The state department on Tuesday said that it would be investigating “egregious funding” that included $102,236,000 to fund the International Medical Corps in Gaza, $16,840,876 to fund institutional contractors in the gender development office and $612,000 to fund technical assistance for family planning in Latin America.
The sweeping moves in the first days of the Trump administration are causing increasing friction with US allies. In the UN security council on Tuesday, the French envoy condemned the Israeli government’s implementation on a ban on operations of the UN relief agency for Palestinian refugees, Unrwa – something the Trump administration has emphatically supported.
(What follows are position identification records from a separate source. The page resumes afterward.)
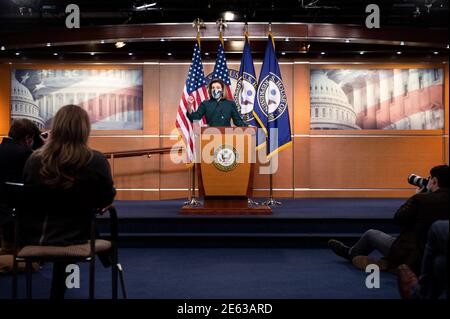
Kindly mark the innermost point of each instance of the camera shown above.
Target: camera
(417, 180)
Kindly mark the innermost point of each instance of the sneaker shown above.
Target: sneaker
(407, 281)
(361, 262)
(339, 249)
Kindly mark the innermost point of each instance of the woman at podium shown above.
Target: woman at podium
(218, 110)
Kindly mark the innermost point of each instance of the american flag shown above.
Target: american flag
(195, 86)
(221, 70)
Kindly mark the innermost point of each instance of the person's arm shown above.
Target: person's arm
(237, 119)
(407, 213)
(197, 115)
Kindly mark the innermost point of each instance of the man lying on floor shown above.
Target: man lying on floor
(433, 280)
(415, 217)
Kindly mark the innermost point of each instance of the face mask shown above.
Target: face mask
(429, 186)
(217, 94)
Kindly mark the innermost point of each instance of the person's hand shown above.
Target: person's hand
(45, 136)
(191, 101)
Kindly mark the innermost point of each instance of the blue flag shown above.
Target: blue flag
(245, 92)
(271, 107)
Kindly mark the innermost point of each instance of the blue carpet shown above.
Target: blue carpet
(342, 208)
(154, 273)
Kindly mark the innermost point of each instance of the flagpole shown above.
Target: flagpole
(250, 201)
(192, 200)
(271, 201)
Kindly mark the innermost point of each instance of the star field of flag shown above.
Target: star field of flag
(196, 76)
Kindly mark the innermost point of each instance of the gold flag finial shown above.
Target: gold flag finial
(222, 25)
(198, 24)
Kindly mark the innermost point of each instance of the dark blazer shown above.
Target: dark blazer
(12, 161)
(217, 113)
(415, 217)
(53, 216)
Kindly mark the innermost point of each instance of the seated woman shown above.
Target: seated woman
(64, 181)
(218, 110)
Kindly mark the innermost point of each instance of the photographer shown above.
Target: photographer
(23, 137)
(415, 217)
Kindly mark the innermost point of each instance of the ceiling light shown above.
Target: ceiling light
(145, 6)
(305, 48)
(229, 16)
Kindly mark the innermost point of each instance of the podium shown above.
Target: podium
(225, 161)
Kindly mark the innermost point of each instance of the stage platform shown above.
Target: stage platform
(300, 218)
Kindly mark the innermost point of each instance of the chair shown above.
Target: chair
(69, 254)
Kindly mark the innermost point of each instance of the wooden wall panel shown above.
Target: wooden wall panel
(371, 162)
(301, 98)
(172, 80)
(136, 172)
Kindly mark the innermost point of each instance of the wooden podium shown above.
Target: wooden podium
(225, 172)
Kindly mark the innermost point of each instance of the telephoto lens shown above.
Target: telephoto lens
(418, 181)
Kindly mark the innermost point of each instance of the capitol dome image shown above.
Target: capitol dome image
(330, 108)
(23, 104)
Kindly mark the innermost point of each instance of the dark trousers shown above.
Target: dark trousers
(433, 280)
(372, 240)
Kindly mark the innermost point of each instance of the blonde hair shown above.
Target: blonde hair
(67, 151)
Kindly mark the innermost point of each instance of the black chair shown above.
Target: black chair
(67, 254)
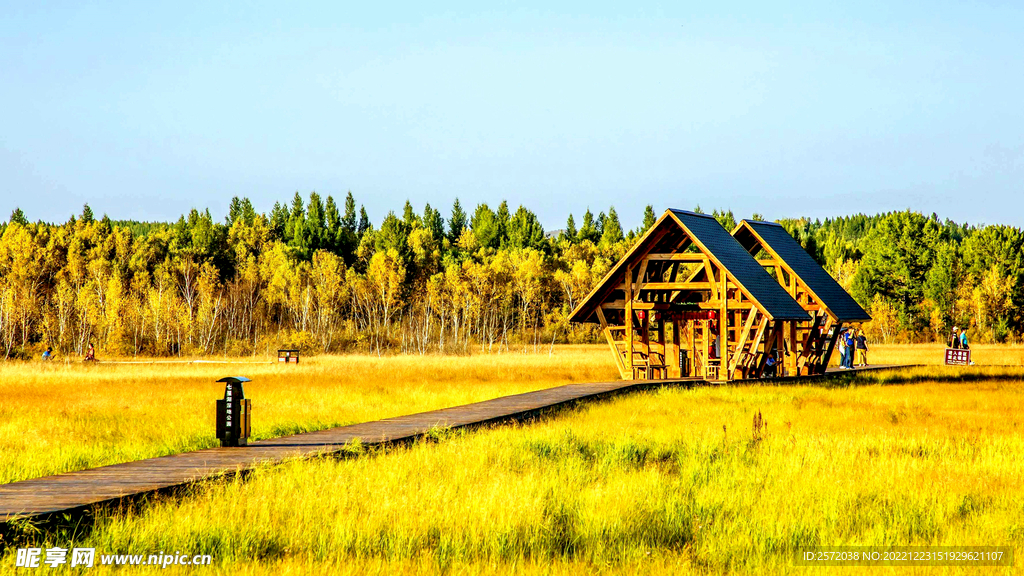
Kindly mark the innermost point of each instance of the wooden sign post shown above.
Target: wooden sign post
(233, 413)
(956, 357)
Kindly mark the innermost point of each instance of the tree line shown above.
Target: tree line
(322, 277)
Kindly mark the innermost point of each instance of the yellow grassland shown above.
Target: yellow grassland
(674, 481)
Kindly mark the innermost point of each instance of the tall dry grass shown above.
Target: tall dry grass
(58, 417)
(675, 481)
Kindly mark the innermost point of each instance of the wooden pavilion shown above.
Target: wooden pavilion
(813, 288)
(689, 301)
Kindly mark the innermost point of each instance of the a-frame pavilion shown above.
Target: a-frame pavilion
(815, 290)
(687, 300)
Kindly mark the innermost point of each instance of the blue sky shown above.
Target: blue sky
(146, 110)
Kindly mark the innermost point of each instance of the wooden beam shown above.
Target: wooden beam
(640, 279)
(684, 256)
(670, 286)
(716, 304)
(711, 280)
(621, 304)
(629, 319)
(723, 329)
(742, 338)
(612, 343)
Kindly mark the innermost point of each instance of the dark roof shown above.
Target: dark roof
(741, 265)
(819, 282)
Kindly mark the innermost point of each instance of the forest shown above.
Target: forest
(312, 275)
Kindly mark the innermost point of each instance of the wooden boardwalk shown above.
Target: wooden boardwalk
(72, 491)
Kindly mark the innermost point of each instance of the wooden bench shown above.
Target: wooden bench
(287, 356)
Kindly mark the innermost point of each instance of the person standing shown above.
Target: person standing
(861, 348)
(770, 365)
(849, 348)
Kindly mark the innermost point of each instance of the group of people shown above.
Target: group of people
(852, 348)
(90, 354)
(957, 339)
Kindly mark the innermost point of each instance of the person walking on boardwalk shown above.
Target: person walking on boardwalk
(861, 348)
(841, 343)
(770, 365)
(850, 343)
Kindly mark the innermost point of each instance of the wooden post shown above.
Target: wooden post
(705, 343)
(723, 329)
(673, 353)
(629, 321)
(691, 329)
(791, 361)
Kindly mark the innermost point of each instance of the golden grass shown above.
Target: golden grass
(668, 482)
(60, 417)
(674, 481)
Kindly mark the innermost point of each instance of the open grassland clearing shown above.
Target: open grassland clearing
(666, 482)
(59, 417)
(671, 481)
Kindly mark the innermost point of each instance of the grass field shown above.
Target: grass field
(668, 482)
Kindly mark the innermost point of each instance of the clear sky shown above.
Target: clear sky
(145, 110)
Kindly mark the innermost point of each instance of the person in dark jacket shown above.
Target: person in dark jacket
(861, 348)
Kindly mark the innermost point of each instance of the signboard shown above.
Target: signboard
(956, 357)
(233, 413)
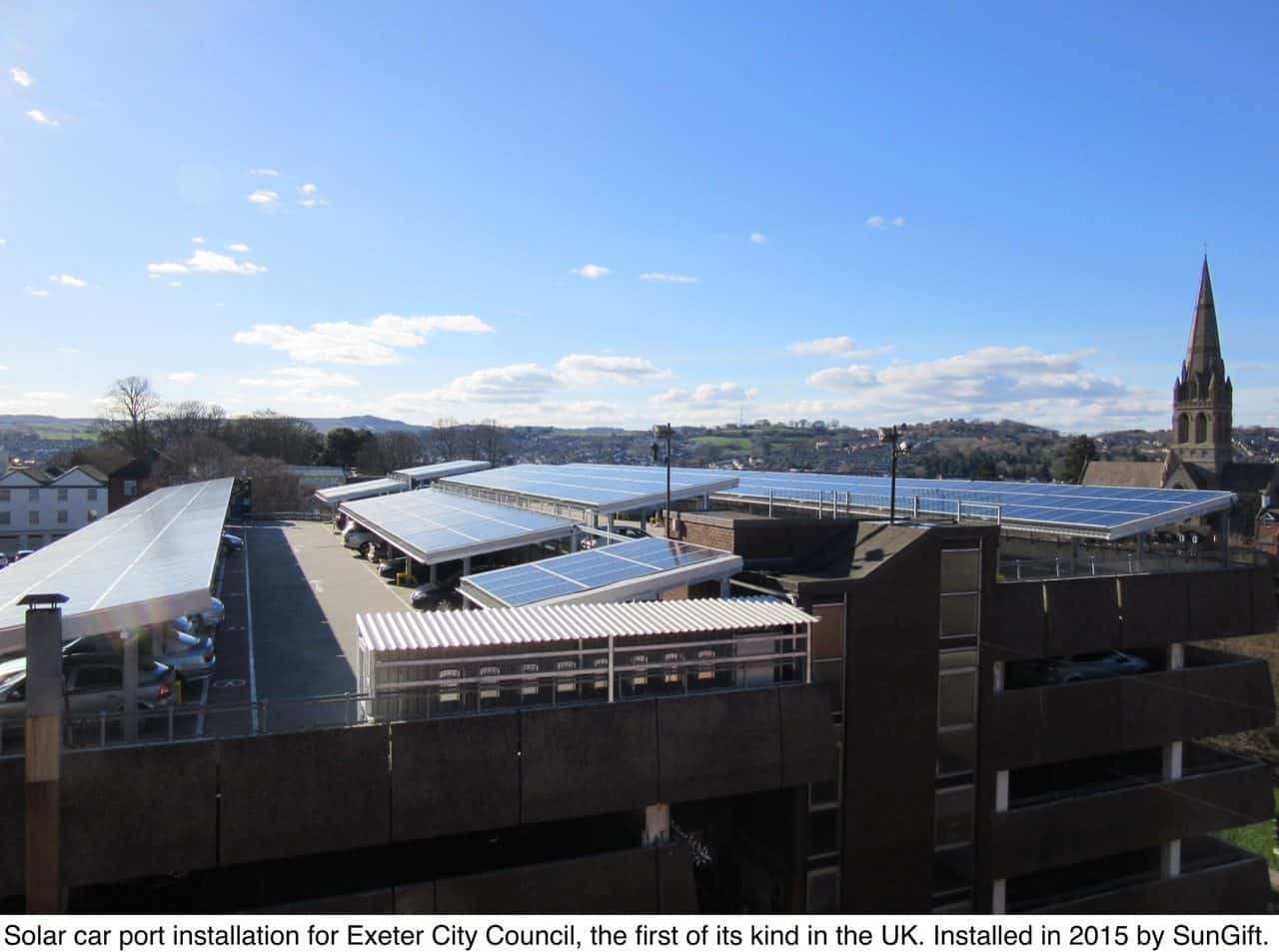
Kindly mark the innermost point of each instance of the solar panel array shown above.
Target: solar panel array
(147, 562)
(597, 487)
(337, 494)
(1090, 510)
(594, 568)
(437, 526)
(438, 471)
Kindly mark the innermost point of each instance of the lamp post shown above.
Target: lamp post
(662, 431)
(894, 438)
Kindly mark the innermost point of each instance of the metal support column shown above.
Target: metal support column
(44, 755)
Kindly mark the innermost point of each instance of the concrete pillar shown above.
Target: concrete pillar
(129, 685)
(44, 756)
(656, 824)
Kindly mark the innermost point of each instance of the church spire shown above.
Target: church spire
(1204, 352)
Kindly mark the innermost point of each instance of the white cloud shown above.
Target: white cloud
(844, 378)
(264, 198)
(992, 383)
(204, 261)
(576, 370)
(662, 276)
(841, 346)
(42, 118)
(706, 397)
(879, 221)
(516, 384)
(301, 379)
(346, 343)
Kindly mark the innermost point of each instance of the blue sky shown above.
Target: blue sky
(593, 215)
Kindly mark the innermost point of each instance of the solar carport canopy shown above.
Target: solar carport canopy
(613, 572)
(141, 565)
(1095, 511)
(438, 471)
(411, 631)
(437, 526)
(593, 487)
(338, 494)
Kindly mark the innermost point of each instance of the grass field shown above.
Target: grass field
(1259, 838)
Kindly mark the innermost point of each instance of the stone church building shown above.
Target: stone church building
(1200, 456)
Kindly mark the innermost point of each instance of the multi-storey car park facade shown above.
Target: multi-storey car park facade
(922, 735)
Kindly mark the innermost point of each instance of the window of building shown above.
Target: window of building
(567, 684)
(449, 690)
(530, 686)
(489, 689)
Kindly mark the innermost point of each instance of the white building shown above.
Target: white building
(37, 507)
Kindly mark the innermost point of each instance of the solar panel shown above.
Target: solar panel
(598, 568)
(144, 563)
(337, 494)
(438, 471)
(437, 526)
(593, 487)
(1104, 511)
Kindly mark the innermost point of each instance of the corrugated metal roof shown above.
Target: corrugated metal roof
(396, 631)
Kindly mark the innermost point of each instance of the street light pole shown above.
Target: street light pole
(663, 431)
(895, 439)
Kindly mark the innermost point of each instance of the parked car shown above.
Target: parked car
(433, 594)
(190, 655)
(392, 567)
(94, 682)
(1091, 667)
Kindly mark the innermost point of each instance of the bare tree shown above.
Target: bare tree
(188, 418)
(128, 415)
(447, 439)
“There is no credible alternative to Unrwa. Unrwa plays an essential humanitarian role, but it also provides public services. And it does so at a third of the cost of other UN agencies,” the envoy, Nicolas de Rivière, said.
“The Gaza Strip must be part of a future Palestinian state,” de Rivière said, a day after Trump had mused about transferring Gaza’s Palestinian population to Egypt or Jordan. He added that Saudi Arabia and France would host an international conference in New York in June to pursue a two-state solution to the Israeli-Palestinian conflict.